Private jet sales set to break records in 2023

by time news

2023-05-02 16:34:18

Bad news for the planet. Sales of private jets are expected to reach their highest level this year, according to a report by the Institute for Policy Studies, an American think tank (“laboratory of ideas”) published on Monday, reports The Guardian. The global fleet has more than doubled in 20 years, and the number of private flights flown last year has never been so high. This think tank has identified 5.3 million private flights worldwide in 2022.

Separately, sales of used and new private jets are expected to hit $34.6 billion (€31.6 billion) this year, up from $34.1 billion (€31.1 billion). last year.

In a context of global warming, the use of highly polluting private aviation is increasingly contested: although private jet travel represents only 4% of the global aviation market, it generates approximately 10 times more greenhouse gases per passenger.

The controversy is all the stronger in France as the fuel used to fly private jets is completely tax-free. An important advantage compared to passenger planes, whose kerosene is well taxed. As for road transport, taxes on petroleum products represent more than half the price of gasoline or diesel.

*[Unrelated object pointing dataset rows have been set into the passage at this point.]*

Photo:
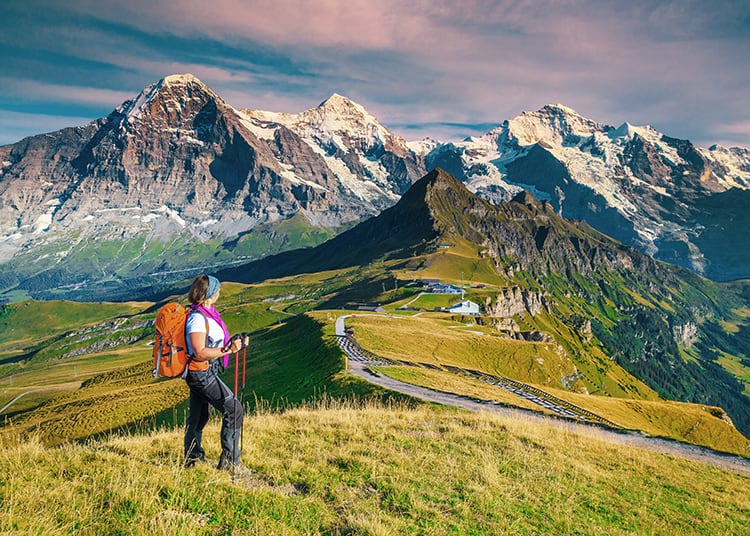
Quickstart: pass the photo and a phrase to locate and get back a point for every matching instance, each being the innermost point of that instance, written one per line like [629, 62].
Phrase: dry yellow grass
[346, 469]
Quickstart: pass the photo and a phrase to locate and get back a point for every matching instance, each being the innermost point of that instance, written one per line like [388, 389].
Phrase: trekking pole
[245, 336]
[234, 431]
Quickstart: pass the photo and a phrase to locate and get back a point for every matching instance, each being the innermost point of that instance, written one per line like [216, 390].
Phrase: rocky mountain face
[177, 169]
[178, 180]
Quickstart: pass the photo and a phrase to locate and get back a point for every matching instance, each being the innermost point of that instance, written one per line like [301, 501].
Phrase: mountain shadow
[645, 314]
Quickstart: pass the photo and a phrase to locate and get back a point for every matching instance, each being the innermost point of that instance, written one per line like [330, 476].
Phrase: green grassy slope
[342, 469]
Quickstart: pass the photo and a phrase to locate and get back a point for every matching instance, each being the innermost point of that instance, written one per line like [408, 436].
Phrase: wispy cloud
[675, 64]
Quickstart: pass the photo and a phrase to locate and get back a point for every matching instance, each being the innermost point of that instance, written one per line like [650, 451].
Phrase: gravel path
[360, 367]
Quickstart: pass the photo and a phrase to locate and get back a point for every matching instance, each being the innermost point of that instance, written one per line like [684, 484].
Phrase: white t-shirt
[197, 324]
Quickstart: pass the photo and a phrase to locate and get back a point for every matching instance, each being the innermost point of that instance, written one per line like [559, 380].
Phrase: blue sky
[439, 68]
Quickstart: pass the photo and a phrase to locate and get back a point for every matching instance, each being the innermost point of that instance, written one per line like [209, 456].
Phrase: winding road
[360, 361]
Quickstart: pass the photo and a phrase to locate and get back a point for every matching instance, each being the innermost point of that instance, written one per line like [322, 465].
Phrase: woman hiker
[209, 343]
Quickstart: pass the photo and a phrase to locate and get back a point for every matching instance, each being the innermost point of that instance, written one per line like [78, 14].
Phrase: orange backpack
[171, 357]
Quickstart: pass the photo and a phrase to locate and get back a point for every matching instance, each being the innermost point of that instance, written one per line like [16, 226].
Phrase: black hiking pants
[207, 389]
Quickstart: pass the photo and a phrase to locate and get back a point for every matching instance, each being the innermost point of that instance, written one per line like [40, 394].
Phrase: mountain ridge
[178, 166]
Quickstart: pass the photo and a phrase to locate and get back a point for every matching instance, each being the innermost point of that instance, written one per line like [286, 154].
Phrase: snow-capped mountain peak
[553, 124]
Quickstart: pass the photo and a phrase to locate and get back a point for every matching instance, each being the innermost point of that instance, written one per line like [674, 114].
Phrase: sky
[438, 68]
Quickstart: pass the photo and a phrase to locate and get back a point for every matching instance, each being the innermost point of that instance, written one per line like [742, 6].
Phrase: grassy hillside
[441, 342]
[295, 358]
[350, 469]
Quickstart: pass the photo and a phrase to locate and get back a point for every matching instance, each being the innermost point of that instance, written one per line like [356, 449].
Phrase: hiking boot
[237, 470]
[190, 462]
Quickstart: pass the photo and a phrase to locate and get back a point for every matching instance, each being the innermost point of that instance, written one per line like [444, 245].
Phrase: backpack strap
[191, 357]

“If we can’t ban private jets, we should at least tax them and make them pay to compensate for their environmental damage,” says Chuck Collins, co-author of the report.

A tax of 5 to 10% on the purchase of a jet?

The Patriotic Millionaires group, an organization of wealthy Americans who demand higher taxes, recommends a 10% tax on all purchases of used private jets, and a 5% tax on new planes, the British newspaper reports. .

If it existed, this tax would have collected 2.6 billion dollars (2.3 billion euros) in American taxes last year, according to the report. Including 4 million dollars paid by Elon Musk (owner of Twitter and founder of Tesla), presented in the study as the most active traveler in 2022.

The group of millionaires also wants to at least double the taxes on fuel for private jets, compared to those for commercial aviation.

According to the Belgian NGO Transport & Environment, taxing private jets could bring in 660 million euros by 2030, revealed Le Monde last September. In France, Transport Minister Clément Beaune was in favor of an increase in taxation. “The subject is not anecdotal at all,” he said.

To “regulate private jet flights”, the minister therefore proposed an increase in the “ecocontribution”, planned for 2024: in the finance law for 2023, a “70% increase in the fuel tax of the ‘private aviation’ was set up.